# What size blanket does she need???



## suenosderosas (Nov 30, 2007)

The only way to know for sure is to measure her. Measure from the middle of her chest back to her tail and that will tell you how many inches she'll need. But seeing how you already have the blanket, I'd just try it on her and see how it fits.


----------



## appylover31803 (Sep 18, 2007)

You could always try the 54" blanket on her and see how it fits.

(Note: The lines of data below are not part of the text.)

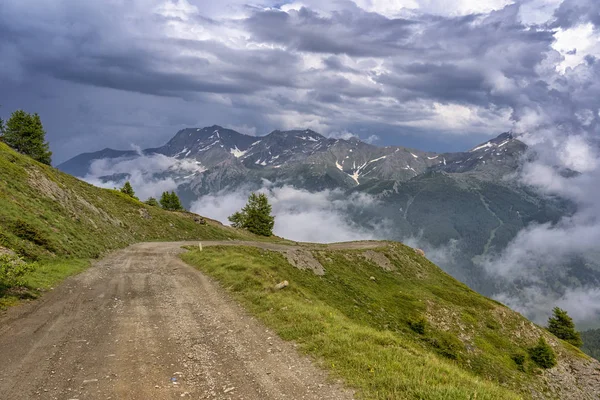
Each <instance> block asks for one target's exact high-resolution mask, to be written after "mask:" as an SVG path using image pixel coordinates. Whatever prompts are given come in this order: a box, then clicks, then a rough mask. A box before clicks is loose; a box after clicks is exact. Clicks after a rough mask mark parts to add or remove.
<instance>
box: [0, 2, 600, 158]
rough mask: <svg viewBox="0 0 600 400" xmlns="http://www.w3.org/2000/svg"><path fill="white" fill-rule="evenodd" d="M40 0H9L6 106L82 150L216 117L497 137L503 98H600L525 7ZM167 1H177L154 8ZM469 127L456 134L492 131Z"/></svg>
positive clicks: (331, 128)
mask: <svg viewBox="0 0 600 400" xmlns="http://www.w3.org/2000/svg"><path fill="white" fill-rule="evenodd" d="M565 3H567V2H565ZM569 3H572V2H569ZM36 4H37V7H31V6H25V5H23V4H21V3H20V2H17V1H16V0H9V2H3V3H2V4H1V5H0V96H1V98H0V103H1V104H3V105H4V107H3V108H2V109H0V111H2V112H3V116H6V115H5V114H6V112H7V111H11V110H12V109H14V108H17V107H22V108H27V109H31V108H32V107H33V105H35V111H38V112H40V113H41V115H42V118H43V120H44V121H49V122H48V123H49V125H48V126H49V129H48V132H49V135H50V138H51V139H53V140H51V142H52V143H53V150H54V151H55V153H56V154H57V155H60V154H64V153H68V152H73V151H77V148H75V143H77V146H82V147H81V150H94V148H93V147H90V146H92V144H93V143H97V142H98V143H102V144H103V145H106V144H110V143H111V141H112V143H118V144H119V145H120V146H121V147H122V146H123V145H124V144H125V145H126V144H127V141H126V140H128V141H129V142H132V141H135V142H136V143H138V144H141V145H144V143H140V140H141V141H142V142H143V141H144V140H148V142H149V143H150V142H151V145H156V144H160V140H159V139H158V138H160V137H162V138H163V141H166V140H167V139H168V137H169V136H170V135H172V134H173V132H174V131H176V130H177V129H179V128H181V127H183V125H194V124H199V125H202V124H206V125H212V124H214V123H219V124H221V125H227V124H229V123H230V124H232V125H238V126H243V125H246V126H248V127H250V128H251V129H255V130H256V131H257V132H267V131H269V130H272V129H276V128H292V127H304V126H308V127H311V128H313V129H317V130H320V131H323V133H327V131H335V130H337V131H341V130H344V129H346V128H348V127H350V126H358V125H360V126H373V127H377V129H379V130H381V132H382V133H381V134H378V133H377V132H370V134H378V135H379V136H380V137H381V138H382V142H381V143H383V144H385V143H389V142H393V143H396V144H397V143H399V142H400V141H399V140H398V139H393V137H394V134H393V132H397V133H399V134H403V132H408V131H410V132H417V131H418V132H421V134H423V135H428V134H429V135H432V136H431V137H432V138H433V137H436V138H438V139H439V137H441V136H440V135H442V133H448V132H455V133H456V132H467V133H469V134H471V133H472V134H474V135H482V134H485V135H488V136H493V135H494V134H496V133H498V131H501V130H504V129H507V128H508V124H509V121H508V120H507V118H506V115H507V114H506V110H505V109H504V108H509V109H511V110H512V111H513V117H514V118H515V119H519V118H523V116H524V115H526V114H527V113H529V112H530V110H531V109H534V108H535V107H536V104H545V105H547V106H548V107H549V108H552V109H553V110H554V109H556V113H555V114H556V115H562V116H563V117H564V118H563V120H564V121H567V122H568V123H571V124H577V123H579V119H581V118H583V117H581V116H580V117H573V115H574V114H575V112H574V111H573V110H574V109H576V108H578V107H579V104H580V103H581V101H580V100H578V99H574V97H575V96H580V98H581V99H588V100H589V101H591V102H594V101H595V100H594V99H593V98H592V97H591V95H590V94H589V93H588V92H587V91H584V90H579V89H578V83H577V84H574V82H579V81H581V80H582V79H586V80H587V79H588V76H587V75H586V74H590V73H591V74H592V76H593V74H595V73H596V72H592V71H595V69H594V68H592V64H593V63H590V65H588V67H587V68H586V69H585V71H583V70H581V69H580V70H577V71H575V70H573V71H571V72H570V73H569V74H570V75H568V76H564V77H556V76H554V75H555V74H554V75H552V74H553V73H546V72H547V71H549V70H551V69H552V68H553V66H554V64H552V63H556V62H559V61H560V57H561V56H560V55H558V53H556V52H554V51H553V50H552V49H551V45H552V42H553V40H554V37H553V33H554V32H553V31H551V30H549V29H545V28H544V27H543V26H535V27H531V26H524V25H523V24H522V23H521V22H520V18H519V15H518V13H519V6H518V5H512V6H508V7H505V8H503V9H501V10H497V11H494V12H491V13H488V14H477V15H465V16H460V17H444V16H429V15H418V14H415V15H414V16H413V17H411V18H410V19H402V18H389V17H386V16H384V15H381V14H377V13H374V12H367V11H365V10H363V9H361V8H359V7H357V6H356V5H354V4H353V3H351V2H344V3H339V9H338V10H336V11H331V10H329V11H331V12H318V11H316V10H313V9H309V8H302V9H300V10H299V11H294V10H291V11H289V12H287V13H286V12H283V11H279V10H277V9H262V8H259V7H255V8H246V9H245V13H246V15H247V16H246V17H243V18H237V19H227V18H222V17H219V18H212V17H211V16H209V15H203V10H205V9H206V7H204V6H203V2H202V1H199V0H198V1H195V2H194V1H191V4H188V3H187V2H186V1H183V0H178V1H174V2H170V3H169V2H168V1H166V0H164V1H163V0H149V2H146V1H136V0H132V1H115V2H113V3H111V5H110V7H109V6H108V5H107V4H106V3H105V2H79V1H75V0H60V1H58V2H56V3H53V5H50V4H49V3H46V2H43V1H39V2H38V3H36ZM165 4H166V5H168V6H169V7H171V8H170V9H169V10H170V11H169V12H167V13H162V14H161V13H160V12H156V9H158V8H160V7H163V8H164V6H165ZM194 5H195V6H197V9H194ZM213 6H214V4H211V5H210V8H211V9H213V8H214V7H213ZM173 7H175V8H176V9H173ZM186 9H187V10H188V11H189V9H191V10H192V11H190V12H188V11H186ZM182 10H183V11H182ZM249 10H250V11H249ZM559 11H560V9H559V10H558V11H557V15H558V13H559ZM561 12H562V11H561ZM588 14H589V13H587V14H585V15H588ZM578 15H579V14H578ZM582 15H583V14H582ZM578 18H584V17H578ZM585 18H588V17H585ZM549 57H550V58H552V57H555V58H556V60H554V61H552V62H551V61H549V59H548V58H549ZM588 59H589V60H590V61H592V58H591V57H588ZM545 63H547V64H548V65H549V66H546V64H545ZM545 71H546V72H545ZM590 79H591V78H590ZM573 85H575V86H573ZM590 86H592V87H595V86H594V84H593V82H592V83H590ZM569 91H572V92H573V94H570V93H569ZM8 92H10V93H11V95H10V96H8V95H6V93H8ZM575 93H577V94H576V95H575ZM591 93H595V92H594V91H593V90H592V91H591ZM67 96H68V97H67ZM157 97H158V98H157ZM50 98H52V99H53V100H52V101H53V103H52V104H51V103H50V101H44V100H43V99H50ZM124 99H127V102H126V103H125V100H124ZM564 102H567V105H566V106H562V107H559V104H560V103H564ZM573 102H577V105H576V106H573V107H571V106H570V105H569V104H573ZM434 103H436V104H437V103H440V104H442V105H443V106H452V105H461V106H463V107H468V108H469V110H471V111H470V115H471V116H470V117H469V118H467V119H465V120H464V121H462V122H460V120H459V123H457V125H456V126H454V125H451V124H450V125H449V126H448V127H446V126H444V124H445V123H446V122H447V121H448V122H450V123H452V122H454V121H453V115H452V112H454V111H453V110H452V109H450V110H449V111H448V112H450V114H449V115H446V114H444V115H443V116H441V115H440V114H439V110H438V109H439V107H438V105H436V104H434ZM125 105H126V106H125ZM544 107H546V106H544ZM32 111H33V110H32ZM61 113H62V114H61ZM109 113H112V115H113V116H114V117H113V118H112V119H116V120H118V121H113V120H107V118H106V115H107V114H109ZM59 115H60V116H59ZM586 115H587V114H586ZM584 117H585V118H584V119H586V120H589V119H592V120H594V121H595V119H597V116H596V114H593V116H592V117H590V116H589V115H588V116H584ZM67 119H73V120H74V121H73V123H72V124H70V125H69V126H68V127H65V126H61V123H62V124H64V121H65V120H67ZM61 121H62V122H61ZM592 123H595V122H592ZM367 131H368V129H367ZM81 132H84V133H81ZM428 132H430V133H428ZM81 135H83V136H85V137H86V139H79V138H74V139H72V140H69V138H70V137H75V136H81ZM94 135H97V136H100V135H101V136H103V137H105V138H104V139H98V140H96V139H93V140H92V139H90V138H91V137H93V136H94ZM161 135H162V136H161ZM472 137H474V136H468V135H466V136H463V137H460V138H457V139H453V141H452V143H453V145H454V144H456V143H465V147H467V146H468V145H470V144H472V142H473V140H480V138H481V136H475V137H476V139H472ZM124 138H128V139H124ZM140 138H141V139H140ZM146 138H152V139H151V140H150V139H146ZM432 140H433V139H432ZM435 140H437V139H435ZM425 142H426V140H425ZM67 145H68V146H69V148H68V150H67V149H66V147H64V146H67ZM56 146H62V147H61V148H56ZM86 146H87V147H86Z"/></svg>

I just measured my one gelding, he measured 73", and I wanted to double check, so I pulled out my 74" sheet and put it on him. Fit him perfectly.


----------



## FGRanch (Feb 9, 2008)

I would just try it out!


----------



## KANSAS_TWISTER (Feb 23, 2007)

this is a size chart that i go by!!!....it works

*The following chart is an approximate size chart:* 12 hands to 12.2....62 14 hands to 14.2....70 16 hands to 16.2....78 12.2 hands to 13....64 14.2 hands to 15....72 16.2 hands to 17....80 13 hands to 13.2....66 15 hands to 15.2....74 17 hands to 17.2....82 13.2 hands to 14....68 15.2 hands to 16....76 17.2 hands to 18....84


----------



## prbygenny (Aug 2, 2008)

My boy is 15.1 hands and he wears a 78 in all his blankets. I would always measure before buying.


----------



## Hoofprints in the Sand (Nov 23, 2008)

I measured Sandie and she was 81 inches BUT she's also overweight so I think that bowed the measuring tape a bit, I ended up trying on a 76" and it fits her well (even might be a little big!)...so you have to watch the measurement if your horse is a little fat like mine (although yours don't look fat at all!) ;-) Sandie is about 14.1hh by the way.


----------



## luvs2ride1979 (Nov 9, 2007)

Use a lunge line or other rope to measure. Have a helper stand with the end of it at the middle of the chest, and mark off the spot on the line/rope that meets the edge of her tail. Buy the closest size possible.


----------



## Connemara93 (Nov 7, 2008)

On all the sizing charts that I have in my little horsey info folder, they recommend a 5'3" rug for horses 13.2-14hh. I'd say that the rug you have should fit fine, but the easiest way to tell would be to just chuck it on her and see how it looks. You might need a smaller one as she is so lean though.


----------